Tutti, leggendo L’economia del sé, penseranno a ogni pagina: ma questo sono io! Anch’io ci sono sempre, anch’io sono tutti i personaggi in scena. Ma, più di tutti, sono quello che vuole lasciare Twitter (e tutto il resto) perché mi fa schifo tutto il prosciutto che vedo ogni minuto, e mi fanno schifo tutti i salumai sempre lì pronti ad affettartelo (peraltro a fette grossissime). Probabilmente è una mutazione genetica anche la mia. Sono quello che prima postava qualsiasi penzierino (non è un refuso), che centordici anni fa scrisse addirittura l’instant-prosciutto L’amore ai tempi di Facebook (povero scemo) e che ora non pubblica più niente o quasi, e perciò si sente migliore degli altri, e vende questa nuova immagine di sé (perché nel frattempo ovviamente sui social è – sono – rimasto). Sono come Grace Dent nel 2011 e Caitlin Flanagan l’anno scorso: entrambe, citate nel libro, hanno più o meno annunciato che volevano mollare tutto (la prima in How to Leave Twitter, la seconda sull’Atlantic con You Really Need to Quit Twitter). Sono ancora lì, hanno ancora qualcosa da vendere, hanno ancora sé stesse da vendere.

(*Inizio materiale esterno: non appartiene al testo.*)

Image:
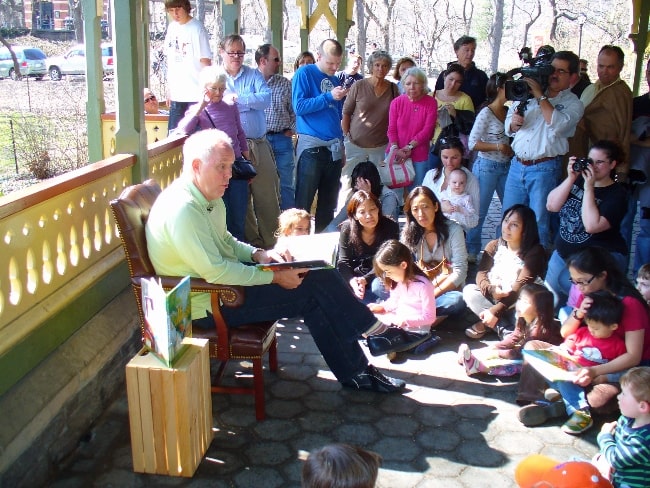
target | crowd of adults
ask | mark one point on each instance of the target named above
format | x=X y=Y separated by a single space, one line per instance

Ma tanto, anche a volersene andare, l’economia del nostro tempo ci dice che sempre lì staremo. Nella testa degli altri resteremo a gestire il nostro prosciuttificio a vita, come il Rana dei tortellini, come l’Amadori dei polli. Due esempi recenti m’hanno convinto che nulla cambierà. Discutevo con una tizia su WhatsApp e lei, che giustamente sa di vivere nell’era dello screenshot, a un certo punto mi ha scritto: «Poi pubblicali su Twitter, mi raccomando» (ho già detto poche righe fa che non posto praticamente più nulla, figuriamoci le conversazioni private; ma a lei pareva impossibile che quel dissing così gustoso non diventasse di pubblico retweet). Nei giorni del Festival, un’altra amica mi ha domandato: «Dove commenti Sanremo?» (ho risposto: «A casa mia»; ma a lei pareva impossibile che, come tutti, non vendessi aggratis i miei fondamentalissimi status su Ana Mena).

Ho capito che nulla cambierà, che ha ragione Soncini, che siamo tutti Ingrid, che resteremo venditori di prosciutto per sempre. E adesso vado a postare il link di questo articolo: ho una scrittrice da taggare, ho un crudo fino fino da offrire ai miei clienti più affezionati.